Reviewed by: danton
I don't really recommend this movie to novices who haven't seen many HK wuxia films, but people more familiar with the genre will find some unexpected delights here. SOML can best be described as a mix between the grim gore of Blade of Fury and the demented bizarreness of The Eagle Shooting Heroes. And there are some truly bizarre moments here - where else could you see the gorgeous Michelle Reis enticing a pig to urinate (and being splashed in the face in the process), Cheung Man as a lewd bald nun, a dwarf turning himself into a spiked ball, Michelle in drag with buckteeth, a mother slashing her son's belly to find out what he ate for dinner, Leon Lai turning into a pig, a villain playing golf with the heads of his beheaded victims, Leon speedskating on melons, and weapons ranging from giant swords to malted sugar (not to mention a talking horse). But unlike some of the other wuxia films, this is not presented as parody, but played straight!
When I saw this utterly mad movie for the first time a few years ago, I was slightly bewildered, to say the least, but rewatching it now I thought this film (shot towards the end of the wuxia craze in the early nineties) offered some rather novel ideas that made it worthwhile for me. It's as if the filmmakers decided to add a never before seen angle to every genre convention used, and they did so with bold inventiveness.
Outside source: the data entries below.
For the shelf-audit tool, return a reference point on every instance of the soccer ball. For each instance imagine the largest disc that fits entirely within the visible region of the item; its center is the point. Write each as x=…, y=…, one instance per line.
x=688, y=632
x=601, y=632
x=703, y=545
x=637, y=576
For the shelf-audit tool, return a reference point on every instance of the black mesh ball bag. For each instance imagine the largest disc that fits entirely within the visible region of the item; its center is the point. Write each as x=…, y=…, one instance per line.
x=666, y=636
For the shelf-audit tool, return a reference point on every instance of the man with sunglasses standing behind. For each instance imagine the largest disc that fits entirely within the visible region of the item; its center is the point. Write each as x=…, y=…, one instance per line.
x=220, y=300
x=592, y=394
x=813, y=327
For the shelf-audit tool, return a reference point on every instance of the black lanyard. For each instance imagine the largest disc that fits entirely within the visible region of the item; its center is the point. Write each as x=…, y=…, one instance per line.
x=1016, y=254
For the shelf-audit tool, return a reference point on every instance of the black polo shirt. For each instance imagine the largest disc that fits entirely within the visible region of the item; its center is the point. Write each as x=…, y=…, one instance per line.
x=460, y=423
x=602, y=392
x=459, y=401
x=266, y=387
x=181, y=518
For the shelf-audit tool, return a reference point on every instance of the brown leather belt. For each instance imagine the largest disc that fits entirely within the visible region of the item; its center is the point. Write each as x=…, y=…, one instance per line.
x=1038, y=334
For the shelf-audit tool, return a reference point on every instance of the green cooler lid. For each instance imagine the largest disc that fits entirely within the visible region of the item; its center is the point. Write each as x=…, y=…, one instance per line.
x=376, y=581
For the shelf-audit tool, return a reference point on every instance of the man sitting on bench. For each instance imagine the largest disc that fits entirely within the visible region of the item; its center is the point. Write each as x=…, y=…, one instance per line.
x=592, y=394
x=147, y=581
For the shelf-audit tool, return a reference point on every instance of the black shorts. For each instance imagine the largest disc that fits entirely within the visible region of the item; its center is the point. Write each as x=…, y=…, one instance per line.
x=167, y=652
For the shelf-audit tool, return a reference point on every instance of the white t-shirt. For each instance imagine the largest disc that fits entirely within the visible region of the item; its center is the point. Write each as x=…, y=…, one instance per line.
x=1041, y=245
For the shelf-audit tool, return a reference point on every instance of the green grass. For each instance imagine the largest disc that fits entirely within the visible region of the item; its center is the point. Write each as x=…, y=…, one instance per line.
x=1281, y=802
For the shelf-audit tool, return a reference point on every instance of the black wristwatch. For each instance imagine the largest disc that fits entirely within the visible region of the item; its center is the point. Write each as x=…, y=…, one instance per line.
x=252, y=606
The plot (for anyone interested) is based very loosely on a Jin Yong novel, with Leon Lai playing swordsman Wu Fei who is simultaneously wooing (and wooed by) the poison expert Ching (Michelle Reis) and the mischievous kung fu fighter Purple Yuen (Cheung Man). Soon a very enterteining love triangle develops, with Michelle in particular relishing the oportunity to play against type and ham up the scenery as a smitten yet bullying shrew who would rather poison her lover than let him have his own way. Of course there's also a bad guy (Elvis Tsui doing his bearded villain routine) and a revenge plot involving various slaughterings, as well as the obligatory assembly of martial arts schools.
All this is presented in muted sepia tones (unless I was watching a poor transfer) rather than the customary strong colours, and the various setpieces are staged in ways that offered some new or surprising element every single time, albeit getting more bizarre and outlandish every step of the way. The fights are competently staged but unspectacular (given the actors involved), with the exception of the final showdown, which offers several shots and camera tracks that clearly "pay homage" (i.e. rip off) the final fight in Tsui Hark's Dragon Inn.
Anyone who liked movies like Flying Dagger or Holy Weapon, as well as the more serious genre offerings like Moon Warriors, Dragon Inn, Swordsman Trology, KFCM and Magic Crane, will find this title well worth checking out.
Reviewed by: spinali
Leon Lai is torn between a cute, nagging apothecary (Michelle Lee) and a stunning girl monk (Cheung Man): one constantly poisons him while the other rejects his advances, sort of. Nice touches include a talking kung fu horse, a poison that makes you taller and taller until your bones break apart and explode, and a golf game with a human head. The ending leaves it open for Sword of Many Loves 2.